A MIDI keyboard can be useful if you are at-all musical and capable of creating your own music tracks. These are basically mini piano-style keyboards that interface with your PC and use the PC's software to generate sound, which is then output through the PC's speakers.
This list is in no way intended to be exhaustive, and splits the required software into a few broad categories of which a few representative examples are given. Where possible, any free or Open Source Software(OSS) available is highlighted.
Image Manipulation Software
This is what you use to transform the images you work with, moulding them to fit the requirements of your animation, and modifying them to create the key elements. Any decent application will allow you to play with the size, colouring, and content of your images. It will allow you to splice them together into montages, to split them into their component parts, and much, much more.

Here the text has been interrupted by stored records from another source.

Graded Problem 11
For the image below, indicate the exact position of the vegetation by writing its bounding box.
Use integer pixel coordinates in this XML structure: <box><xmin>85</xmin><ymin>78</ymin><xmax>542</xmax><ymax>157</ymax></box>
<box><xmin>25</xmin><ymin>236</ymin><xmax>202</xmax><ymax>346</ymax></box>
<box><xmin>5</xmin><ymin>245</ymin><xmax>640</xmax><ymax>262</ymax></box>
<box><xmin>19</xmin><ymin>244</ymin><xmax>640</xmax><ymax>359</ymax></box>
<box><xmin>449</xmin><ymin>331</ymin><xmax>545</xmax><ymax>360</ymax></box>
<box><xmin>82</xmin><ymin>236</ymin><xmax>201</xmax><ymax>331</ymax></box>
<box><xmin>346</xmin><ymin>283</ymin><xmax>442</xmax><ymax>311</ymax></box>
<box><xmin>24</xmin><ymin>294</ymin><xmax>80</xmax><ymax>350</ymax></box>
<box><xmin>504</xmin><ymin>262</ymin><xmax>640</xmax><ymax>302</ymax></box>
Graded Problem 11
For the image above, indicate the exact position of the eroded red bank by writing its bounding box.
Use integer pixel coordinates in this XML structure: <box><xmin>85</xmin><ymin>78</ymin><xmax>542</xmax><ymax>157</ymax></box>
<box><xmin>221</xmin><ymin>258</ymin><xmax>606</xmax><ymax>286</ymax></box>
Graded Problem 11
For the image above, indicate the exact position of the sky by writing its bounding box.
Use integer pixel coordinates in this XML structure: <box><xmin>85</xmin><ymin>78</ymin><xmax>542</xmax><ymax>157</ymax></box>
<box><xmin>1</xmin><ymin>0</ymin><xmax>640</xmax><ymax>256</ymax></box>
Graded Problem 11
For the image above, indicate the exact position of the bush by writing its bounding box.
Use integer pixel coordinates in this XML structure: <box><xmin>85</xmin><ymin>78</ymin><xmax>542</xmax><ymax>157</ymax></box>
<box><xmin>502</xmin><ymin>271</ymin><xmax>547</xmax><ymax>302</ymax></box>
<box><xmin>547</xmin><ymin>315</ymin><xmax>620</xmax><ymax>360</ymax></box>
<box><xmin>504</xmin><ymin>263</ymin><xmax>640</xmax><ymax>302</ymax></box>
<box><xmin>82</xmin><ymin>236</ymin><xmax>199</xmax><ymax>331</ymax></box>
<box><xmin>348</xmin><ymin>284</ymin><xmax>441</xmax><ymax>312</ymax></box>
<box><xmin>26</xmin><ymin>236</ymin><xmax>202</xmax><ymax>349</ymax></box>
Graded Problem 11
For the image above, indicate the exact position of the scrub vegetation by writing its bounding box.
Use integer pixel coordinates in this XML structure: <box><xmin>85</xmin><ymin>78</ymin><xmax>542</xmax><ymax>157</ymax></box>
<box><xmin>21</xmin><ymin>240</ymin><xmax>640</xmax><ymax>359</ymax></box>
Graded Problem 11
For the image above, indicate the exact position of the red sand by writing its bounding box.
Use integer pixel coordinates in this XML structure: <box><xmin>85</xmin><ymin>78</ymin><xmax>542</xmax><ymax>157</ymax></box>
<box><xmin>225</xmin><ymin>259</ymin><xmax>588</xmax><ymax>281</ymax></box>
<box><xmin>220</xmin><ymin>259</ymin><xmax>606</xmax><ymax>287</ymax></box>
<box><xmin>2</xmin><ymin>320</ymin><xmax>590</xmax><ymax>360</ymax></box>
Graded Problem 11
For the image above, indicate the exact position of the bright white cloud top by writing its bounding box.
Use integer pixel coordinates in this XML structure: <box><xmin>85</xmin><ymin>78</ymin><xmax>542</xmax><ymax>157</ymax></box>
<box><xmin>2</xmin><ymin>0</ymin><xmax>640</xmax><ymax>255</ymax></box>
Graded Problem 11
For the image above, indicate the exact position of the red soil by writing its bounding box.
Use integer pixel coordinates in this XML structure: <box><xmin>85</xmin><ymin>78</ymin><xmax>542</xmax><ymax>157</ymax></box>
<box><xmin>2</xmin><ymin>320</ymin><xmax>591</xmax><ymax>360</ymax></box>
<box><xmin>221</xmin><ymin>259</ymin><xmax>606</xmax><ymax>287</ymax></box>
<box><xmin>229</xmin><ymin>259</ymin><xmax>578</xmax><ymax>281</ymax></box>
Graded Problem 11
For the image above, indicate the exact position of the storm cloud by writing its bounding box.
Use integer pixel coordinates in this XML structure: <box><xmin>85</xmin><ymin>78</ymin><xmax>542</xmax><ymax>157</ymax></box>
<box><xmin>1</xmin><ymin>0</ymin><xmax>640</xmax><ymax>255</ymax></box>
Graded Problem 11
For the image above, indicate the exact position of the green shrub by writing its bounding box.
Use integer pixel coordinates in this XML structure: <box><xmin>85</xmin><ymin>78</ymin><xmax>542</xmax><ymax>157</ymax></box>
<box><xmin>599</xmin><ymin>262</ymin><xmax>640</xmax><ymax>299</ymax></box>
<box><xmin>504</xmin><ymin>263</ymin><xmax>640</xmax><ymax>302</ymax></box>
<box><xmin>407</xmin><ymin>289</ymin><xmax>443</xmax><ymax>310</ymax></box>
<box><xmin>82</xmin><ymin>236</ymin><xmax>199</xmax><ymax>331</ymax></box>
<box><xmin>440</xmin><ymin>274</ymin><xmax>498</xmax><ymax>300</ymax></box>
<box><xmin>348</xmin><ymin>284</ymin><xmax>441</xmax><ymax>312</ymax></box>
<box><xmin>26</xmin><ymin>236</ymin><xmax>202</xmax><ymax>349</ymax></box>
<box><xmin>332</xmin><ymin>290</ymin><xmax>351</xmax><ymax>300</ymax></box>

Whichever piece of software you use, taking the time to learn how to use it well will pay dividends in terms of the time it takes you to make an animation, and the animation's quality when it's done.
The market leader and industry standard is Adobe Photoshop, which can be an expensive purchase for a beginner. There are cheaper alternatives such as Paint Shop Pro available, and a reduced price version of Photoshop (with consequently reduced functionality) called Photoshop Elements is also on the market.
The leading OSS for image manipulation is The GIMP, an excellent and powerful alternative to commercial equivalents. The only problem with the GIMP is its non-standard interface which may prove daunting to beginners.
The leading software in 2D computer animation is Adobe Flash. This is program is commonly used to create animations for the Internet in SWF format, also known as "flash cartoons" or "flashtoons." It also has its own built-in programming language called Actionscript that can be applied to its animations.
For those looking to start in CG animation, the leading opensource alternative is Blender, frequently updated, and has an excellent user base to help newbies and pros alike. No program can be more highly recommended than Blender 3d. There are many Wikibooks on Blender.
There are many types of 3D animation software available. Some, like Maya, 3D Studio Max, and Cinema4D, are available from various sources for a commercial-size price. Maya, for example, can cost thousands for the higher-end versions - but it may be worth the money, as many professional CG companies use it.